Why I Start EOFY Prep in May (Not June)
Many business owners treat EOFY like a June problem.
That is usually why it feels stressful.
By the time June arrives, most founders are already deep in client work, admin, reporting, and everything else that has piled up across the quarter. Trying to do proper end-of-financial-year prep on top of that rarely leads to clear thinking.
That is why I start in May.
Not because I want to be ahead for the sake of it. Because June is too late to start asking good questions.
Why June is the wrong month to start
June tends to be full before EOFY prep even enters the picture.
You are often dealing with:
Final invoices
Reconciliations
Reporting requests
Client delivery deadlines
Team bandwidth issues
Tax-related admin
That is not the best environment for a strategic review.
When EOFY prep starts in June, it usually becomes reactive. You are not reviewing the business properly. You are trying to get everything finished in time.
That creates a few common problems:
Decisions get rushed
Issues are spotted too late to fix properly
Insights get missed because the focus is on completion
Pressure increases across the whole business
If you want to avoid the June rush, the answer is not to cram more into June. It is to stop waiting until then.
EOFY prep should be more than a financial task
A lot of businesses approach EOFY as a numbers exercise.
Yes, the financial side matters. But good end-of-financial-year prep should tell you more than whether the books are up to date.
It should also help you assess how the business is actually functioning.
That is where a broader business audit approach becomes useful. EOFY is one of the clearest moments to review:
What is performing well
What is creating operational strain
Where the founder is still too involved
Which systems are supporting growth
Which processes are no longer working
The numbers tell you what happened.
The operations tell you why.
And that is the part too many businesses skip.
What I review in May
By May, there is usually enough data and lived experience to spot the patterns clearly.
Here is what I review before EOFY arrives.
1. Revenue and profit trends
I look at:
What is bringing revenue in consistently
What is underperforming
Where margins are tighter than expected
Whether certain offers are costing more time than they are worth
Not every profitable service is a well-structured one.
2. Offer performance
This is about more than sales.
I want to know:
Which offers are easy to deliver well
Which ones create delays or complexity
Where there is too much custom work
Whether delivery still depends heavily on the founder
Sometimes the issue is not demand.
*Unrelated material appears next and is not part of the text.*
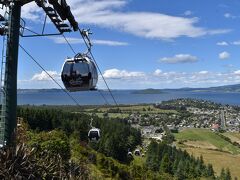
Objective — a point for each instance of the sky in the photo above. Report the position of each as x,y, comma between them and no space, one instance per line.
141,44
It is the way the offer runs behind the scenes.
3. Delivery bottlenecks
This is usually where operational friction becomes obvious.
I look for patterns like:
Approvals slowing everything down
Team members are waiting for the missing information
Work getting stuck between stages
Repeated follow-up is happening manually
The founder acts as the main link between people
These issues tend to get more expensive as the business grows.
4. Team capacity and delegation
A lot of founders think they need more hours when they actually need clearer ownership.
In May, I review:
Who owns what
Where responsibilities are unclear
Which tasks are still sitting with the founder
Whether the current support structure fits the business properly
This is often where the real pressure point shows up.
5. Systems and workflows
This is a big one.
I want to know whether the systems are helping the business run smoothly or whether they are adding more manual work.
That includes reviewing:
CRM usage
Project management workflows
Reporting visibility
Client information storage
Task handover processes
If the business still relies on inboxes, memory, or ad hoc follow-up, EOFY will always feel heavier than it needs to.
6. Founder dependency
This is usually the thread running through everything else.
If the founder is still the person who remembers every detail, chases every loose end, and connects every moving part, the business is carrying too much through one person.
EOFY pressure often exposes that.
Starting in May gives you the chance to see it clearly and do something about it.
Why May creates better decisions
The benefit of starting in May is simple.
There is still time to act.
That means you can:
clean up workflows before year-end
fix reporting gaps
address delivery issues
review support needs
make decisions that shape the next financial year properly
Update packages and increase pricing if needed
That is the real difference.
In June, you often notice problems.
In May, you still have time to respond.
It also makes planning for July much stronger. Instead of carrying messy processes straight into the new financial year, you have a clearer view of what needs to change.
A simple May EOFY checklist
If you want to make end-of-financial-year prep more strategic, this is where I would start:
Review year-to-date revenue, expenses, and profit
Assess which offers are working operationally
Identify delivery bottlenecks
Check where the founder is still too involved
Review systems, workflows, and reporting
Speak to your bookkeeper or accountant early
Decide what needs to change before July
Set priorities for the new financial year
It does not need to be complicated.
It just needs to happen before the pressure peaks.
June is for finalising. May is for reviewing.
That is the shift.
When EOFY prep starts in May, there is more room to think, decide, and improve. When it starts in June, it usually becomes another rushed task in an already full month.
A better EOFY is not just about being more organised.
It is about using the timing properly.
Because the goal is not simply to close out the year. It is to understand what the business needs next, strengthen the structure behind it, and head into the new financial year with a lot less friction.